Refus de témoins de l’occupation et de l’unilatéralisme israéliens

Dans le but d’isoler davantage les Palestiniens du reste de la communauté internationale, l’armée israélienne va déclarer la Cisjordanie fermée aux ressortissants étrangers. La Bande de Gaza est déjà pratiquement inaccessible aux étrangers ; ceux qui souhaitent y entrer doivent faire une demande très aléatoire aux autorités israéliennes des semaines à l’avance pour obtenir une autorisation. Ainsi, la situation désespérée de la population civile palestinienne vivant sous occupation israélienne sera mieux cachée aux yeux du monde.

La tendance actuelle à l’expulsion de ressortissants étrangers (y compris les Palestiniens détenteurs de passeports étrangers) travaillant dans la société civile palestinienne, étudiant dans les universités palestiniennes ou vivant avec des familles palestiniennes, suscite de réelles inquiétudes car on ne permettra plus aux Palestiniens de Cisjordanie de recevoir de visiteurs dans leur prison à ciel ouvert. Naturellement, cette politique d’isolement a été justifiée par des raisons de « sécurité ». D’après le quotidien israélien de droite Maariv : « Selon le projet, les forces de défenses israéliennes déclareront la Judée et la Samarie (Cisjordanie) fermée aux ressortissants étrangers. Ce refus de laisser entrer... les activistes est présenté comme une prévention contre la subversion politique et l’engagement de membres du mouvement dans des actes de terrorisme, et pour limiter les conflits avec les colons juifs. »

Cependant, Israël refuse depuis longtemps l’entrée à de nombreux internationaux, qu’ils soient militants ou pas ; une politique qui s’est renforcée dans les derniers mois. Courant avril, après avoir habité Ramallah pendant un an et demie, avec un visa touriste que je faisais renouveler tous les trois mois, j’ai été refoulée à mon entrée en Cisjordanie via la Jordanie au contrôle israélien du Pont Allenby, sans qu’on me dise pourquoi j’étais refoulée. Du côté jordanien du pont, les officiels de la sécurité m’ont dit qu’une masse d’internationaux - Palestiniens américains en particulier - avaient été interdits d’entrée en Cisjordanie.

J’ai réussi finalement à revenir avec un visa d’un mois avec un nouveau passeport obtenu à l’ambassade américaine en Jordanie, mais je fus expulsée de l’aéroport de Tel Aviv un mois et demi plus tard.
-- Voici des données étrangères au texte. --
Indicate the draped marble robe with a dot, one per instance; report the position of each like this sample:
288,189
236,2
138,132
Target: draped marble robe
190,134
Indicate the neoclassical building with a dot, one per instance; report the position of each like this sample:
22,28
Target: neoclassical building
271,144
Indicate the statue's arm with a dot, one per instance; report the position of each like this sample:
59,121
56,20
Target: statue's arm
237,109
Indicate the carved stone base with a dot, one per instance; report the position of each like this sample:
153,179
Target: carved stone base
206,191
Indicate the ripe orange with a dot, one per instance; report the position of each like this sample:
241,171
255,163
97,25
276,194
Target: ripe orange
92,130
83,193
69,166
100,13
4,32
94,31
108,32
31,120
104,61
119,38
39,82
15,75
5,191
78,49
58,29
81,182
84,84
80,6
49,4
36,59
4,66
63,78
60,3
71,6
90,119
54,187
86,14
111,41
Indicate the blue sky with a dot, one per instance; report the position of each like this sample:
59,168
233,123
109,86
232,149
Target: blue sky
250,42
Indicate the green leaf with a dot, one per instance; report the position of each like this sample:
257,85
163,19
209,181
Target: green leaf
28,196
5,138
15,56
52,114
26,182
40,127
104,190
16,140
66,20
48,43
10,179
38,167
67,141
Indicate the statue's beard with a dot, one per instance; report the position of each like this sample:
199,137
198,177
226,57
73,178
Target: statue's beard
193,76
Là, je savais que j’étais « persona non grata », ils croyaient que j’essayais de « m’installer illégalement en Israël », alors que je leur avais dit que j’habitais Ramallah, en Cisjordanie. Dans tout autre pays, dépasser la date d’un visa touriste peut être un motif compréhensible d’expulsion. Cependant, ici, les Palestiniens n’ont aucun moyen de contrôler leurs frontières, et l’ancien système qui permettait aux ressortissants étrangers travaillant et vivant en Cisjordanie et à Gaza d’obtenir un permis de travail ou tout autre visa spécial pour leur permettre de rester un temps prolongé, a été interrompu par Israël. Audition et recours légal m’ayant été refusés, les autorités israéliennes m’on remis un papier, à l’air très officieux, pendant qu’elles me poussaient dans l’avion, retour vers Toronto. Ce document était en hébreu, une langue que ni moi ni l’office de l’immigration canadien - avec lequel j’ai dû m’expliquer à mon débarquement - ne pouvions lire.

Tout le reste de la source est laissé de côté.